Przedostatni weekend maja to doskonały czas na wypad z przyjaciółkami za miasto. Choć propozycji spędzenia wspólnego weekendu było wiele, ostatecznie wybór padł na Zakopane. Nigdy wcześniej tam nie byłam, więc chętnie przystałam na tę propozycję - Krupówki i Morskie Oko kiedyś zobaczyć trzeba!
Wyjechać miałyśmy już z samego rana w piątek, ale jak to z kobietami bywa, żadna z nas nie wyrobiła się w czasie, więc planowany na 6 rano wyjazd, przesunął się o całe 2 godziny. No cóż, lepiej późno niż wcale :) Cała trasa odbyła się nieco w ciemno, zabrałyśmy ze sobą jedynie kiepską mapkę i brak pomysłu, którędy jechać do Zakopanego. Na efekty nie trzeba było długo czekać, pogubiłyśmy się po drodze i zrobiłyśmy całkiem niezłe, niepotrzebne zresztą kółko, ale na szczęście szybko udało się wrócić na właściwą trasę i dojechałyśmy bezpiecznie na miejsce.
A tam czekała na nas niezbyt miła niespodzianka. Po wcześniejszej rezerwacji na trzy osoby, okazało się, że czeka na nas pokój dwuosobowy, a właścicielka jest wielce zaskoczona, że jest o jedną osobę więcej... Na szczęście nie zepsuło nam to naszego pobytu, i choć miejsca było okropnie mało, to i tak udało nam się nieźle wypocząć!
Zakopane od samego przyjazdu przywitało nas ulewą, co również nie zniechęciło nas do zwiedzania. Rzuciłyśmy walizki w kąt i udałyśmy się w stronę centrum...
Krupówki
Pamiątki otaczały nas z każdej strony!
I oczywiście miś!
Okolice Gubałówki
Na każdym stoisku proponowano nam degustację oscypków. Po przejściu takiej trasy można było zapełnić brzuch.
Fabryka cukierków
Już na samym deptaku zapraszała do siebie zapachem. A przekraczając jej progi, wkroczyłyśmy w iście bajkową krainę, pachnącą smakowitościami - do wyboru, do koloru!
O pełnych godzinach miały miejsce pokazy, w jaki sposób wytwarzane są cukierki, a także... degustacja! Ok, przyznaję się... poszłyśmy tam dwa dni z rzędu. Takie były dobre!
Dolina Kościeliska
Deszcz, mgła, przemoczone trampki i trzy uparte dziewczyny. Jak widać warunki pogodowe nie sprawiały nam problemów, chociaż nad Morskie Oko niestety nie zawitałyśmy. (Kiedyś nadrobimy straty - I promise..)

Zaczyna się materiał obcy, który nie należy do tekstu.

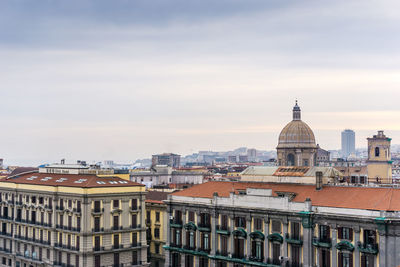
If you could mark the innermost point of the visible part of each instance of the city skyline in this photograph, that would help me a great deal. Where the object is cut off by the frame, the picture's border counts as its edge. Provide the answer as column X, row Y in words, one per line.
column 124, row 81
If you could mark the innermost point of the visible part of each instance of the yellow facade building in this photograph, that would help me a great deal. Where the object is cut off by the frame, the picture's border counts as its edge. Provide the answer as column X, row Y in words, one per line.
column 379, row 159
column 156, row 222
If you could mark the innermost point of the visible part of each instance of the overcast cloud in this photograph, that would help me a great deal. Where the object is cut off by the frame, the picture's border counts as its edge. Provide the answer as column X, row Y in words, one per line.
column 126, row 79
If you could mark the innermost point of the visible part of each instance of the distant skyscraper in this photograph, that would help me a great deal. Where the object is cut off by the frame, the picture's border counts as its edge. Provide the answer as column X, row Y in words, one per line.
column 348, row 143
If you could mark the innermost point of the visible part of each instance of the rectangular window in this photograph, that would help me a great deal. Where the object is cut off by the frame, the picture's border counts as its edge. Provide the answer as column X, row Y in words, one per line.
column 276, row 226
column 191, row 216
column 240, row 222
column 116, row 204
column 116, row 259
column 134, row 204
column 134, row 220
column 134, row 239
column 97, row 206
column 97, row 224
column 134, row 257
column 157, row 233
column 258, row 224
column 96, row 261
column 295, row 230
column 116, row 222
column 157, row 216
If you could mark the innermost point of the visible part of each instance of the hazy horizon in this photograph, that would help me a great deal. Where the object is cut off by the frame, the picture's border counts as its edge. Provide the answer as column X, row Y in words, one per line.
column 123, row 80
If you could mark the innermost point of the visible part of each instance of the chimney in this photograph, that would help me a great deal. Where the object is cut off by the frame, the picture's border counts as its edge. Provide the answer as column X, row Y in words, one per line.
column 318, row 182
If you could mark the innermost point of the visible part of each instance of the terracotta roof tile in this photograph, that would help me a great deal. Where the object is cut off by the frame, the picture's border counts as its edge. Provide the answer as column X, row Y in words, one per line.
column 70, row 180
column 368, row 198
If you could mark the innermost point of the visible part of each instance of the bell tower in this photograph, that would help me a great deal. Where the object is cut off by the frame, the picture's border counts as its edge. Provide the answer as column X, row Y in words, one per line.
column 379, row 163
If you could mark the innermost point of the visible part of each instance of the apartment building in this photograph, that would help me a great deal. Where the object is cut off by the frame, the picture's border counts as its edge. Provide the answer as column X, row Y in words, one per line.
column 274, row 224
column 71, row 220
column 156, row 222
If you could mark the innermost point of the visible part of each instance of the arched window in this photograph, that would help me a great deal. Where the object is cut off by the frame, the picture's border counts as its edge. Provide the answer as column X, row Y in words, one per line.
column 377, row 151
column 290, row 160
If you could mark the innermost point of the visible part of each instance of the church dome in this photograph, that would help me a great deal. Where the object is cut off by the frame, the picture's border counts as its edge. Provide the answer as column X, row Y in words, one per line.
column 296, row 134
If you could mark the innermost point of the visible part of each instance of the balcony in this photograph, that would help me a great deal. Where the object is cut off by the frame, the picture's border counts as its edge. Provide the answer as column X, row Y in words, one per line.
column 324, row 242
column 206, row 250
column 135, row 226
column 294, row 239
column 370, row 248
column 98, row 230
column 190, row 248
column 204, row 227
column 97, row 211
column 175, row 223
column 256, row 259
column 222, row 253
column 222, row 229
column 239, row 256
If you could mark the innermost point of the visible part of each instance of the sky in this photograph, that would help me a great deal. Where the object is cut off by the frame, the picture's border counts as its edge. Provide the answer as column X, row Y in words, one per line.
column 121, row 80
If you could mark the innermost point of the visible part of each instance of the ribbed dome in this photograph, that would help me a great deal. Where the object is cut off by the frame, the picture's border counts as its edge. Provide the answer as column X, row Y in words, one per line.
column 296, row 134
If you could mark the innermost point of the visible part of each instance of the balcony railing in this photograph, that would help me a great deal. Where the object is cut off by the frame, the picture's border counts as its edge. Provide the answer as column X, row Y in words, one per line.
column 294, row 239
column 323, row 241
column 371, row 248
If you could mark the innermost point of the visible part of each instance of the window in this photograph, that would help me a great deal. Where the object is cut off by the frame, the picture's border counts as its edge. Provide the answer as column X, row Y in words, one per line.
column 276, row 226
column 191, row 216
column 97, row 243
column 97, row 206
column 96, row 261
column 97, row 224
column 240, row 222
column 134, row 220
column 116, row 259
column 115, row 203
column 134, row 257
column 134, row 239
column 367, row 260
column 345, row 233
column 345, row 260
column 116, row 222
column 324, row 232
column 157, row 232
column 78, row 208
column 258, row 224
column 224, row 222
column 377, row 152
column 203, row 262
column 134, row 204
column 205, row 241
column 148, row 216
column 295, row 230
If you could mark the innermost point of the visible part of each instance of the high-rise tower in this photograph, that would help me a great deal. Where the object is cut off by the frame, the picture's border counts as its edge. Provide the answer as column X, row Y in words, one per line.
column 379, row 164
column 348, row 143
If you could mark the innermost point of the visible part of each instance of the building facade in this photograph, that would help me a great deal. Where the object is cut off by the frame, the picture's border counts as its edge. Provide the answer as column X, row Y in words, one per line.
column 257, row 224
column 52, row 219
column 168, row 159
column 296, row 145
column 379, row 161
column 348, row 143
column 156, row 223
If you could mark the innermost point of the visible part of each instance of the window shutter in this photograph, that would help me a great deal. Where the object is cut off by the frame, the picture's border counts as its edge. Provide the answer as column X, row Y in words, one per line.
column 363, row 263
column 340, row 233
column 351, row 260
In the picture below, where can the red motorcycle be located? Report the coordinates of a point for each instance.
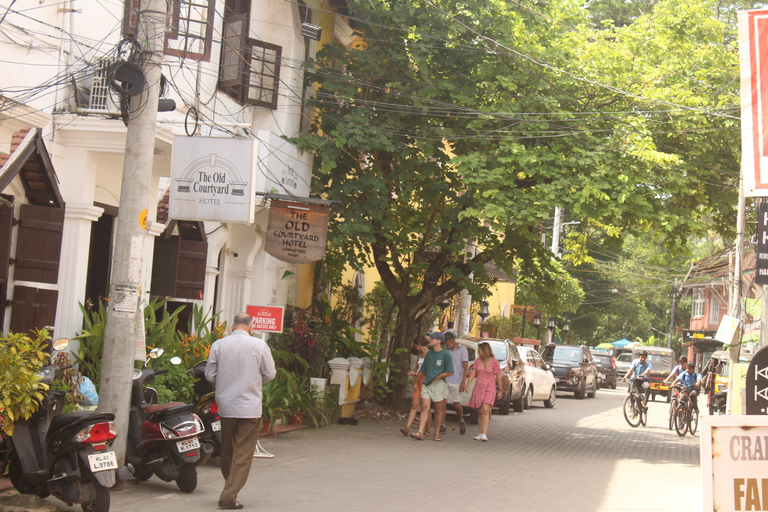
(163, 438)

Widoki były obłędne - chociaż po tej wyczerpującej wędrówce wyglądałyśmy jak po tygodniowym melanżu - opłacało się!
No i słynna Jaskinia Mroźna (ponad 1110m n.p.m.) - najpierw wdrapywałyśmy się pod górę, później przeciskałyśmy się przez szczeliny...

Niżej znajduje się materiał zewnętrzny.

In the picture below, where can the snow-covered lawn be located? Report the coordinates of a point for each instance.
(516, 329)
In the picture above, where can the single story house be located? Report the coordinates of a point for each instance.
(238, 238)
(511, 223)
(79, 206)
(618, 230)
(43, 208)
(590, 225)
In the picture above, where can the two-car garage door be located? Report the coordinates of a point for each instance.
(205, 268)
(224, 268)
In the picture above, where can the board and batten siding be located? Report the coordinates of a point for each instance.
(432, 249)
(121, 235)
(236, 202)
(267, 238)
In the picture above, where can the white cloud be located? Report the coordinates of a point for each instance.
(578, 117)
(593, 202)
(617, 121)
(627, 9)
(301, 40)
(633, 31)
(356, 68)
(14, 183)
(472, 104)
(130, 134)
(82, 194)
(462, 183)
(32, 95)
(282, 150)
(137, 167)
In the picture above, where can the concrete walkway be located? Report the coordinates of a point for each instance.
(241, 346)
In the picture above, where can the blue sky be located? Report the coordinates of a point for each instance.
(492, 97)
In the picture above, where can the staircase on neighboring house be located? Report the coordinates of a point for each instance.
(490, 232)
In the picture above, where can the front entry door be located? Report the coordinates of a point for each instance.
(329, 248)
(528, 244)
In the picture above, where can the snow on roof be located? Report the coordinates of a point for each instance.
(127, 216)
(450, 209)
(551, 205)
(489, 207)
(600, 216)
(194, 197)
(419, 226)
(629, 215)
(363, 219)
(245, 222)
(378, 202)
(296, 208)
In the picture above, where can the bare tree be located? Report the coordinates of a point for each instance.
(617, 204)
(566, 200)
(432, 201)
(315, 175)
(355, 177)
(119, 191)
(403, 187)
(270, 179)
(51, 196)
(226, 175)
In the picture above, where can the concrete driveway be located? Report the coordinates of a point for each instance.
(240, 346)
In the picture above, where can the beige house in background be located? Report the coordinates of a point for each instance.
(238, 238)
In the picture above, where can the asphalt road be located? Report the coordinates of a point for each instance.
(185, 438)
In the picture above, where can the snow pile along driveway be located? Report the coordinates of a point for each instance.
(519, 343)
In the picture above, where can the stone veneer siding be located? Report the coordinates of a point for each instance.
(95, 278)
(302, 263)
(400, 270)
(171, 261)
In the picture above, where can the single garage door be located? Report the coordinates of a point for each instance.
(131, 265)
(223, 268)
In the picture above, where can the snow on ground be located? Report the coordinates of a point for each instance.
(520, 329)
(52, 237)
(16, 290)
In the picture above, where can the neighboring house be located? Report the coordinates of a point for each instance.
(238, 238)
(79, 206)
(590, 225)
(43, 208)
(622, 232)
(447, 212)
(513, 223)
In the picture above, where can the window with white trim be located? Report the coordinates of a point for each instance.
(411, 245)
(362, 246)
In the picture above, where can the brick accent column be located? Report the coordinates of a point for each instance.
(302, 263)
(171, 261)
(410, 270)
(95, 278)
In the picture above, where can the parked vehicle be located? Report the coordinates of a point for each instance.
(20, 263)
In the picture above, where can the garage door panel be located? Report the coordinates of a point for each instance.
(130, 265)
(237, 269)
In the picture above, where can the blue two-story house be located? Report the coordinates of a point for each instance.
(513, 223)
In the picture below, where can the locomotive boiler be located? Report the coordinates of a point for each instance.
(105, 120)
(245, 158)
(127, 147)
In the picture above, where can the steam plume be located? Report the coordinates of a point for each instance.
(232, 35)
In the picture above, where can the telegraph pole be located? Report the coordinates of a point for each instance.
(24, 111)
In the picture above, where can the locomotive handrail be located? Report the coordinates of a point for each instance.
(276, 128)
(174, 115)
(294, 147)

... a po wyjściu z niej, wynagrodził nam to taki piękny widok!
I tyle o Dolinie Kościeliskiej...
Nie byłabym sobą, jakbym nie wspomniała czegoś o jedzeniu...

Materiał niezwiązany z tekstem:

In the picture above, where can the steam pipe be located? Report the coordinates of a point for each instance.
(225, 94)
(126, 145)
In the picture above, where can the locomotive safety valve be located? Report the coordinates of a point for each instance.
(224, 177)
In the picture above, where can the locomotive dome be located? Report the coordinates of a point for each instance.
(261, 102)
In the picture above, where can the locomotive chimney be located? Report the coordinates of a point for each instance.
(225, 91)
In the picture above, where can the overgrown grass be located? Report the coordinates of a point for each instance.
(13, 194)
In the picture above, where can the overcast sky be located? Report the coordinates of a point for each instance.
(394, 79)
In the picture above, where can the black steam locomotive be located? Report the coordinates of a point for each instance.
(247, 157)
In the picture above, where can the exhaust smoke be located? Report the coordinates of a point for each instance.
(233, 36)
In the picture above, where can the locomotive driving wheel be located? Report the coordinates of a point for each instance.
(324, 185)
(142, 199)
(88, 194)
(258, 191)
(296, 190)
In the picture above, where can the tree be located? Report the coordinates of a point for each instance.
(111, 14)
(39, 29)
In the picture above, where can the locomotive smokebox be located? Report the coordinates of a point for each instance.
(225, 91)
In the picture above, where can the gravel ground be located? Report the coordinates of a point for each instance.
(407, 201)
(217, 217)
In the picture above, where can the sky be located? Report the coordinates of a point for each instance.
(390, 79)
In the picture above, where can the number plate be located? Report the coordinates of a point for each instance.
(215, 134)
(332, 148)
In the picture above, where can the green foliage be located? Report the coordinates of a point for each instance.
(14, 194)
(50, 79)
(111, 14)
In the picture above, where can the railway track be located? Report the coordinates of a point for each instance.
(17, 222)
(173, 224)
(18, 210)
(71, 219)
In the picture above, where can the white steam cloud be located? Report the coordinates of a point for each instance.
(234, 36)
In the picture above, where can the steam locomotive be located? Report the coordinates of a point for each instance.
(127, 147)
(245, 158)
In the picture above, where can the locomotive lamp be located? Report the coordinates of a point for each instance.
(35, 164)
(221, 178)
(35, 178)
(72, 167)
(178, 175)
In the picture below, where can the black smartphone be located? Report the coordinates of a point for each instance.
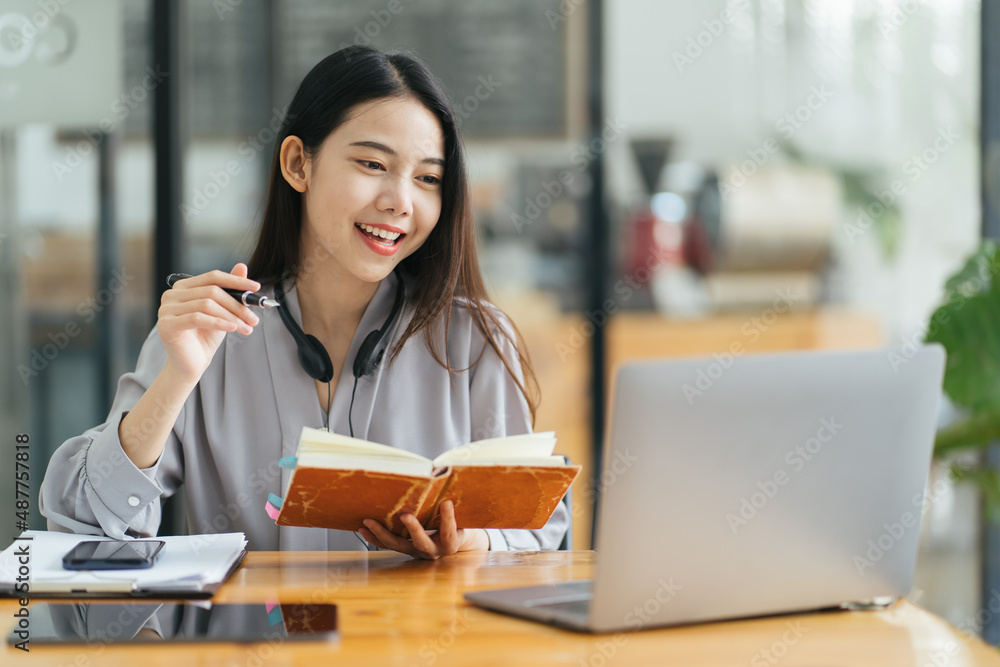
(104, 623)
(112, 555)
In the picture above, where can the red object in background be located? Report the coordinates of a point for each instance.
(650, 243)
(697, 249)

Pierwsze dwa obiady zjadłyśmy w knajpce o nazwie MINI SZAŁAS, gdzie za 15zł dostałyśmy dwudaniowy obiad z surówkami. Za pierwszym razem - niebo w gębie.
Drugiego dnia jednak coś im nie poszło i trzeba było zrezygnować z obiadu i zawitać gdzie indziej.
Nasze wygłodzone żołądki skusiła reklama jedzenia na wagę. 100g za 3zł? Czemu nie!
11zł za garstkę bigosu - nie opłaciło się zupełnie, więc pomimo tego, że było pysznie, chyba jednak nie polecamy.
Trzeci dzień - Gospoda Podkowa
Informacja na stołach zwaliła nas z nóg...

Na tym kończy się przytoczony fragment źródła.